Jan 6, 2026·5 min read·3 visits
OpenSSH server (sshd) contains a critical race condition. By manipulating the `LoginGraceTime` timeout, an attacker can interrupt the server's execution flow in a way that corrupts the heap, leading to unauthenticated remote code execution as root. If you are running OpenSSH versions 8.5p1 to 9.7p1 on Linux, patch immediately.
A signal handler race condition in OpenSSH's sshd allows unauthenticated remote code execution (RCE) as root on glibc-based Linux systems. This is a regression of CVE-2006-5051, proving that history doesn't just repeat itself—it recompiles.

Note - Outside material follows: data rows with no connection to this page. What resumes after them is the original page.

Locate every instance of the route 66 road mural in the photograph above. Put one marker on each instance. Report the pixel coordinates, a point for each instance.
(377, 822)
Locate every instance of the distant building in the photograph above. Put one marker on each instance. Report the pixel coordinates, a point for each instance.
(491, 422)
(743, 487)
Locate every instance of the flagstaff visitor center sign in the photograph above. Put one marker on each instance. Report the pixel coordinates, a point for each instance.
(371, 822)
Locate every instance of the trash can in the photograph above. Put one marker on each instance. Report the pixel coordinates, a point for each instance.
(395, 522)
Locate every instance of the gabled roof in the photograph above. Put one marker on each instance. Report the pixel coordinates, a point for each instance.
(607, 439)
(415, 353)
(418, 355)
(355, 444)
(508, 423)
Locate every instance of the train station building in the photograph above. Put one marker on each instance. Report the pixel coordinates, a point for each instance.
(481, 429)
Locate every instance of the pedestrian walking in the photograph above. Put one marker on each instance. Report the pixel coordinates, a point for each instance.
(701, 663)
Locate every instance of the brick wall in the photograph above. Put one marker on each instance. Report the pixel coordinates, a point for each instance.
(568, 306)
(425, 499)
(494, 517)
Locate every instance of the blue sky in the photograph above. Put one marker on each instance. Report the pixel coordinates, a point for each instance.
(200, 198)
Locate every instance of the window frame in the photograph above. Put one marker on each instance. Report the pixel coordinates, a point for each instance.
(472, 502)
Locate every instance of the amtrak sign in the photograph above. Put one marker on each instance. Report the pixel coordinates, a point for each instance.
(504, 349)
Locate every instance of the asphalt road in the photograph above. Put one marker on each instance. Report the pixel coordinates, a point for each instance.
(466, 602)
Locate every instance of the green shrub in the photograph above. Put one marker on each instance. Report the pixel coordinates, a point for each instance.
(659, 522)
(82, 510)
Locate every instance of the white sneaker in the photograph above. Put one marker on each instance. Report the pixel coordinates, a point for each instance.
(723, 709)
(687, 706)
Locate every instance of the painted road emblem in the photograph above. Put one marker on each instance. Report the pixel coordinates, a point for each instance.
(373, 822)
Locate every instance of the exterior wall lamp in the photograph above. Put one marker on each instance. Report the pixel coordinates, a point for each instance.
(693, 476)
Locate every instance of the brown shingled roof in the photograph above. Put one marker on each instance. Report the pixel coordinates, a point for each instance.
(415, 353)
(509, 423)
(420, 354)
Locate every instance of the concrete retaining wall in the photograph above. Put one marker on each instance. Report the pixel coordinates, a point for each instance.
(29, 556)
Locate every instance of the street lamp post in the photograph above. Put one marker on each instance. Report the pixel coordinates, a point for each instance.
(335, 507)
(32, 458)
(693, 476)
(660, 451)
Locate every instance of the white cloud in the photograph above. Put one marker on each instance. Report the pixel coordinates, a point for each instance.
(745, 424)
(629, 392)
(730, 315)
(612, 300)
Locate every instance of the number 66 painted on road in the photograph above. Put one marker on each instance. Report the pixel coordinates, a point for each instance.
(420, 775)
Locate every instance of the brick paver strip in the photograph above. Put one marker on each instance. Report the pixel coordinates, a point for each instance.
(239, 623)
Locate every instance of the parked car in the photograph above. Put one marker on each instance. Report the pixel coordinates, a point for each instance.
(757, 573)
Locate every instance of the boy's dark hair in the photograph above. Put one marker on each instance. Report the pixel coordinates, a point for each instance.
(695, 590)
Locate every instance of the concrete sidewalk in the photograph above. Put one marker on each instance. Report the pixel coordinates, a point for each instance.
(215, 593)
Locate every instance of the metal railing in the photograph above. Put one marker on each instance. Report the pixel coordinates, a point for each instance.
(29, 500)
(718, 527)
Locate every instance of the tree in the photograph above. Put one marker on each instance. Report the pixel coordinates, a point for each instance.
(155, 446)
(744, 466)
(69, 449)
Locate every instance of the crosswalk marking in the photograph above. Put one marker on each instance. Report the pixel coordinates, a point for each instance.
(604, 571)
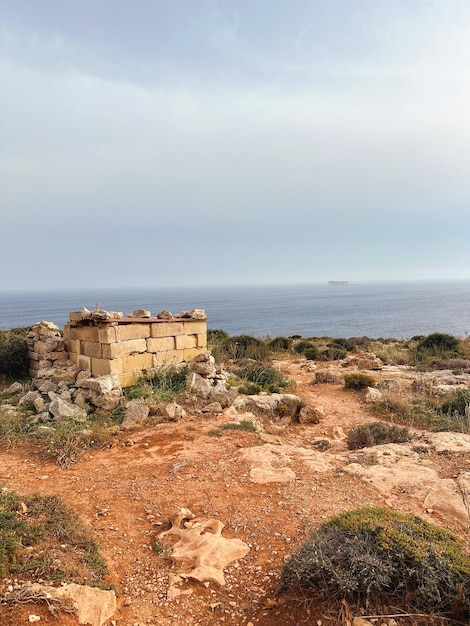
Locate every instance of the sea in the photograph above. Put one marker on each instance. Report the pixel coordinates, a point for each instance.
(374, 309)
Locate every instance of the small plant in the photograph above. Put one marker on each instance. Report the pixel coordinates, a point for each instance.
(357, 381)
(280, 344)
(375, 434)
(263, 377)
(373, 555)
(14, 360)
(43, 524)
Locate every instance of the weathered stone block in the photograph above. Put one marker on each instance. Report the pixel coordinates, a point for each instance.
(84, 333)
(192, 327)
(136, 362)
(100, 367)
(186, 341)
(190, 353)
(90, 349)
(124, 332)
(171, 357)
(123, 348)
(84, 362)
(160, 344)
(107, 335)
(129, 379)
(167, 329)
(73, 345)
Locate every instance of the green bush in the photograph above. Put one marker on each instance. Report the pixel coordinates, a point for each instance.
(375, 434)
(261, 378)
(280, 344)
(373, 554)
(358, 381)
(457, 403)
(26, 521)
(14, 360)
(334, 353)
(302, 346)
(437, 345)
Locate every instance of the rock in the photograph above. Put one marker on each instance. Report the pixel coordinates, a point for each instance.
(200, 543)
(93, 606)
(198, 314)
(369, 364)
(14, 389)
(204, 369)
(173, 412)
(140, 313)
(136, 411)
(283, 406)
(29, 398)
(61, 409)
(39, 404)
(389, 384)
(47, 385)
(311, 414)
(373, 395)
(199, 385)
(214, 407)
(164, 315)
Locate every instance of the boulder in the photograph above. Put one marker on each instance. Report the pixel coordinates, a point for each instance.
(136, 411)
(62, 409)
(173, 412)
(373, 395)
(311, 414)
(14, 389)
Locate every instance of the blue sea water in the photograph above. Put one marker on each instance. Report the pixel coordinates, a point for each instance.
(392, 309)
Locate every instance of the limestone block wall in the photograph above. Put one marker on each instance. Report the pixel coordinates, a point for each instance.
(126, 346)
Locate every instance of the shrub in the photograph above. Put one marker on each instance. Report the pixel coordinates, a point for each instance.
(358, 381)
(375, 434)
(437, 345)
(374, 553)
(302, 346)
(333, 353)
(279, 344)
(43, 523)
(14, 360)
(457, 403)
(264, 377)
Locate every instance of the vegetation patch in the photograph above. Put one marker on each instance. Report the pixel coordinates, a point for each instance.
(379, 556)
(259, 377)
(14, 360)
(41, 537)
(357, 381)
(376, 434)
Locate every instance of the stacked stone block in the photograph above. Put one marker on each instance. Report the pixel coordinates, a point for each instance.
(126, 347)
(47, 348)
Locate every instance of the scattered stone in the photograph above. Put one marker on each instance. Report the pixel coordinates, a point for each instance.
(311, 414)
(214, 407)
(201, 543)
(164, 315)
(136, 411)
(173, 412)
(14, 389)
(61, 409)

CVSS:3.1/AV:N/AC:H/PR:N/UI:N/S:U/C:H/I:H/A:H| Product | Affected Versions | Fixed Version |
|---|---|---|
OpenSSH OpenBSD | >= 8.5p1, < 9.8p1 | 9.8p1 |
| Attribute | Detail |
|---|---|
| CWE ID | CWE-364 (Signal Handler Race Condition) |
| Attack Vector | Network (AV:N) |
| CVSS Score | 8.1 (High) |
| Privileges Required | None (PR:N) |
| User Interaction | None (UI:N) |
| Exploit Status | Proof of Concept (High Complexity) |
The software handles a signal in a way that causes the application to enter an inconsistent state, specifically by invoking functions that are not async-signal-safe.